Je nach Voraussetzungen ist die Etablierung des Versuchs mit starken Eingriffen in bisherige Teamstrukturen verbunden. Kleinpensen müssen neu gebündelt werden, es kommt zu Abgängen, neue und bisherige Lehrpersonen müssen sich in harmonierenden Zweierteams finden. Das klappt letztlich nach den Aussagen der Beteiligten nur, wenn die Schule als ganze den Entscheid zur Teilnahme mitträgt. Ein sorgfältig gestalteter Teambildungsprozess zahlt sich aus, reicht aber noch nicht.

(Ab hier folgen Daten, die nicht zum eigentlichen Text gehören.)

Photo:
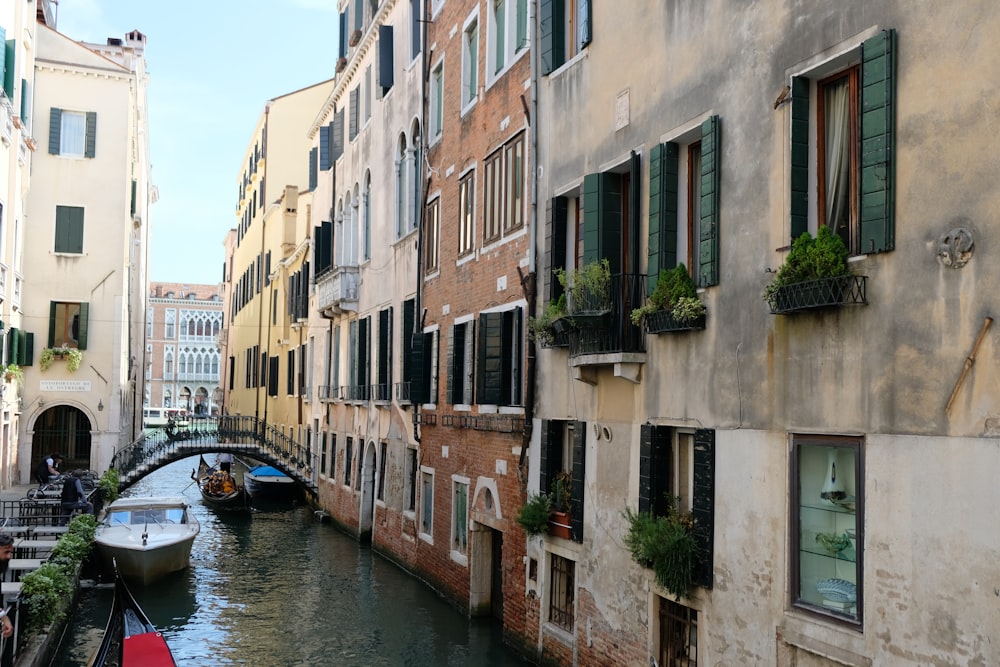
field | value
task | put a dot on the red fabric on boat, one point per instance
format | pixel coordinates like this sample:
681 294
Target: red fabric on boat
146 650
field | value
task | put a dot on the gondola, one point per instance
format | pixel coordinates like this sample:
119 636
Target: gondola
130 639
216 491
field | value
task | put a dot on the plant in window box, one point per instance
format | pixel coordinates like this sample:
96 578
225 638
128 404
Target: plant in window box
589 289
13 373
550 323
665 544
673 305
814 274
534 514
562 504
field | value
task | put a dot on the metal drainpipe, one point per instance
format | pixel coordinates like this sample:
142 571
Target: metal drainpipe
529 283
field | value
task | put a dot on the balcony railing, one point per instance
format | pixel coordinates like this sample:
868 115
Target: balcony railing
337 290
609 329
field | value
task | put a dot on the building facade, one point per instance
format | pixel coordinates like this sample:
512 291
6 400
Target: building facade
84 303
183 359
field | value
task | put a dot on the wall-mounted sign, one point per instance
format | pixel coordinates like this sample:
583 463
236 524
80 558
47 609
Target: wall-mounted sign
64 385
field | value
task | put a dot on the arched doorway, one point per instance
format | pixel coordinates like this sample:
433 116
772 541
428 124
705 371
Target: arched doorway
66 430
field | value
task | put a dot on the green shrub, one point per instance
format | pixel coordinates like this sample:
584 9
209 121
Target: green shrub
665 544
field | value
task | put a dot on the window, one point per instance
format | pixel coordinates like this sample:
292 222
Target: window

Zusätzlich müssen die Kompetenzen der Lehrpersonen gestärkt werden. Dafür kann das Fachwissen der Heilpädagogen und der DaZ-Lehrpersonen angezapft werden, es ist aber auch gezielte Weiterbildung in den neu übernommenen Aufgabenbereichen nötig.
Ist das System einmal etabliert, wirkt es nach den bisherigen Erfahrungen der Beteiligten auf die ganze Schule beruhigend. Die Zuständigkeiten sind klarer, auch für die Eltern, das Kommen und Gehen im Klassenzimmer verringert sich, man hat mehr Zeit für den Unterricht und für das einzelne Kind. Im Klassenzimmer sinkt der Lärmpegel.

Eine Herausforderung stellt das veränderte Berufsbild der Schulischen Heilpädagogen dar. Sie arbeiten nicht mehr direkt mit den Kindern. Für Eva Durisch-Simioni ist es schwieriger, das fachliche Know-how indirekt über die Lehrkräfte in die Klassen zu transferieren, als direkt selber anzuwenden. Es brauche deshalb auf beiden Seiten Weiterbildung, um Überforderung zuvorzukommen. Die Hochschule für Heilpädagogik beobachtet die Veränderungen offenbar wohlwollend, aber genau.